Sekiranya bagi mereka yang mengklaim pewaris para Nabi memahami konteks
sejarah dalam hal yang berkaitan dengan sahabat. Al-‘ulama u waratsatul
anbiya seharusnya menjadi sahabat bagi ummatnya. Orang-orang yang sudah
memilih jalan para kiai, ustadh, dosen, guru, teungku atau posisi para pelaku
kelimuan, baik ilmu yang menyangkut dengan agama maupun ilmu pengetahuan umum tidak
menjadikan orang yang sedang mengikuti proses belajar dengannya sebagai murid,
melainkan lebih dari itu menjadikan
sebagai sahabatnya. Bukan malah menjadikan sahabat itu sebagai muridnya.
Historical facts Nabi Muhammad صَلَّى اللهُ عَلَيْهِ وَسَلَّمَ adalah seorang
pemimpin, baik pemimpin keluarga, pemimpin pemerintahan negara, maupun pemimpin
perang sebagai panglima. Dalam menjalankan roda pemerintahan sebagai kepala
negara Nabi Muhammad صَلَّى
اللهُ عَلَيْهِ وَسَلَّمَ tidak pernah mempunyai anak buah apalagi menjadikan mereka sebagai anak
buahnya, namun semua yang terlibat dalam proses pelaksanaan ketatanegaraan dan
sebagai pemangku keagamaan dalam menyebarkan ajaran Islam Nabi Muhammad صَلَّى اللهُ عَلَيْهِ وَسَلَّمَ tetap memposisikan mereka adalah sahabat bukan anak buah, bukan pesuruh, dan
bukan budak.
Seyogianya yang hari ini mengakui sebagai pewaris para Nabi sudah
semestinya menjadikan semua yang ada di alam ini sebagai sahabat bukan pesuruh,
atau murid apalagi menganggap sebagai
buruh dan budak. siapapun anda dimanapun posisinya bersahabatlah kepada sesama
lalu kita saling menjaga dan saling mengisi kekurangan masing-masing, bukan
malah menjadikannya buruh atau budak sehingga engkau menjajah hak-hak mereka
atas dirimu. Jika prilaku arogansi yang muncul dalam diri seseorang akan menjadikan
orang yang dibawahnya sebagai pribadi yang rendah. Maka ketimpangan sosial akan
meng eksistensi survival dan berkelanjutan.

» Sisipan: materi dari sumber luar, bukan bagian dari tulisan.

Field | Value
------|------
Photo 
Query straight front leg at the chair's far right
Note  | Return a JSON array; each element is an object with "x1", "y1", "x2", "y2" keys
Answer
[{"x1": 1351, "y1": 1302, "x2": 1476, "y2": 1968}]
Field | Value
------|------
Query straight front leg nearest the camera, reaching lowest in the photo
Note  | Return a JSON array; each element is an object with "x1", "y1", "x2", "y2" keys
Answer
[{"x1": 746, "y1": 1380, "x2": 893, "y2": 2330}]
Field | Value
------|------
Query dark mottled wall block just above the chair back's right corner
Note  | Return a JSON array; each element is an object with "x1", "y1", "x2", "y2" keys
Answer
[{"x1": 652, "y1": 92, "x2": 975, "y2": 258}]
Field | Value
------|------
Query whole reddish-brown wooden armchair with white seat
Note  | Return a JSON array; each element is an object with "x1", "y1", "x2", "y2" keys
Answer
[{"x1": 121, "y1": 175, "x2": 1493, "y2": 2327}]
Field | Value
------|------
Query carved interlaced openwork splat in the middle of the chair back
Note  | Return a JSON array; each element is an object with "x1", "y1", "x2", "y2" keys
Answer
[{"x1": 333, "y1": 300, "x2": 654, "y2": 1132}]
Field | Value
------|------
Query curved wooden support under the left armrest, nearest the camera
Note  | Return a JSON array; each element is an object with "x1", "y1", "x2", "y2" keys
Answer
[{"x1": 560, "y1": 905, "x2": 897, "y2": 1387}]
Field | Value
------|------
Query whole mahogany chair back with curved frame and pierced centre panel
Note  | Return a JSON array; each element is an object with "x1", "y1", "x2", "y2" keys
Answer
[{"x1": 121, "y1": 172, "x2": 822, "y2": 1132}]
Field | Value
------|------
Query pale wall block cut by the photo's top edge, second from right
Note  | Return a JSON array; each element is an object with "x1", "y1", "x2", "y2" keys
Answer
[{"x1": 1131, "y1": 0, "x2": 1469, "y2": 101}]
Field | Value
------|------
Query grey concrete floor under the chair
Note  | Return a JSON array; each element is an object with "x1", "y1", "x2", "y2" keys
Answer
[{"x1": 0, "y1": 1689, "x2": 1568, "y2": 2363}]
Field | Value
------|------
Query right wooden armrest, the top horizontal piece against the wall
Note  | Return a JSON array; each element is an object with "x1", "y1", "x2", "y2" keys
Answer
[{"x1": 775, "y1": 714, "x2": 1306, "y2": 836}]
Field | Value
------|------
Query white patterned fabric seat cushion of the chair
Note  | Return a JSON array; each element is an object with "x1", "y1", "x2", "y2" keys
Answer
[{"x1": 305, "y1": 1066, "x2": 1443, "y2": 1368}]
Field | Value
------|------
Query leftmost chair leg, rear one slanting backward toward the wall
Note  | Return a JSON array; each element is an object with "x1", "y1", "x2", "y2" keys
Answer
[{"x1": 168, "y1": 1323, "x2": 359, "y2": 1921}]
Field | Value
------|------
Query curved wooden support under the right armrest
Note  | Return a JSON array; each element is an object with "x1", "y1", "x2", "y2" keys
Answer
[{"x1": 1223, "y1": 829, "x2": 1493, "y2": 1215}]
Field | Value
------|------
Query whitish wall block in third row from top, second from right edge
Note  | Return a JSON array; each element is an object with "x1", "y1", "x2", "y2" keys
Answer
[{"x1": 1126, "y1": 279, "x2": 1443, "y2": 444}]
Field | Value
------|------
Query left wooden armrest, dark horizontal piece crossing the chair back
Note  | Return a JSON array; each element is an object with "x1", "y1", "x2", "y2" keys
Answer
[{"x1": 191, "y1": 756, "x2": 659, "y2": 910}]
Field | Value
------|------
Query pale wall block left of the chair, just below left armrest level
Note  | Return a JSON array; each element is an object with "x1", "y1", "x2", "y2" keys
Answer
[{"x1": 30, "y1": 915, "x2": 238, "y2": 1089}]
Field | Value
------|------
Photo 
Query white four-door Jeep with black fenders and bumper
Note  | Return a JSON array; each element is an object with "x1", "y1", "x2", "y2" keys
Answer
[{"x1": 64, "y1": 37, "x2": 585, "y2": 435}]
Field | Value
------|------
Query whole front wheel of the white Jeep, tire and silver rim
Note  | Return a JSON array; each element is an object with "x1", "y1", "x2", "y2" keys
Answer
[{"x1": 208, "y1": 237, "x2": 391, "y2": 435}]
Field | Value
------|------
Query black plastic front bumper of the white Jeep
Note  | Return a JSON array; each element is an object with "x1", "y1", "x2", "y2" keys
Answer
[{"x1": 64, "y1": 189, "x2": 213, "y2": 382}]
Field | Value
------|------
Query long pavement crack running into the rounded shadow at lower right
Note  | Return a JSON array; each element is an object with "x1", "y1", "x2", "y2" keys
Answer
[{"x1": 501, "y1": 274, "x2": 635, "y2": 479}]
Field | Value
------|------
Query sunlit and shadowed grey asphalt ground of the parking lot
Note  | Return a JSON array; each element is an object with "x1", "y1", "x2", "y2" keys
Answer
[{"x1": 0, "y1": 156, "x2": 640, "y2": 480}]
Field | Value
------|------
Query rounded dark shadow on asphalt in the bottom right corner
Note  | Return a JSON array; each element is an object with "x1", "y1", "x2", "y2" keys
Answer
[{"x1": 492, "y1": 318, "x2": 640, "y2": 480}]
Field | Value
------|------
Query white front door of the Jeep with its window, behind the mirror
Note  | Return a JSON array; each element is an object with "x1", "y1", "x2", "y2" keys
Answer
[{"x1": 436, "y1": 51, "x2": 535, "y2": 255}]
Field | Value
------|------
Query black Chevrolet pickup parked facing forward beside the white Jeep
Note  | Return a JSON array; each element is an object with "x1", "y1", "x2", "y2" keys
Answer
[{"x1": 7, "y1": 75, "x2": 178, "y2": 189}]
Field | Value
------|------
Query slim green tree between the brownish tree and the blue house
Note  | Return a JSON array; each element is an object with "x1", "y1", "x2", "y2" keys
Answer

Siapapun kamu, apapun posisimu, sebesar apapu pengaruhmu, setinggi apa
kedudukanmu dalam struktur sosial, sebanyak apa harta kekayaan yang engkau
miliki, Mari bersahabat, karena persahabatan itulah yang dibangun oleh Nabi
Muhammad صَلَّى اللهُ
عَلَيْهِ وَسَلَّمَ dalam memperjuangkan Islam dan memorjusuwarkannya diseluruh sentro dunia. Sebagaimana
misi persahabatan yang dibangun oleh Nabi diterjemahkan dalam bentuk ungkapa hadeh
maja masyarakat Aceh dengan ungkapan, “lam mekat tamesare, lam megle
tamebila, lam gampong tametulong alang, lam meblang tamesyedara”. (dalam
perdangangan kita bergerak bersama, ketika dihutan kita saling membela, dalam
komunitas kita saling membangun sifat gotong royong saling membantu, sementara
dalam urusan persawahan (bertani) kita bersaudara).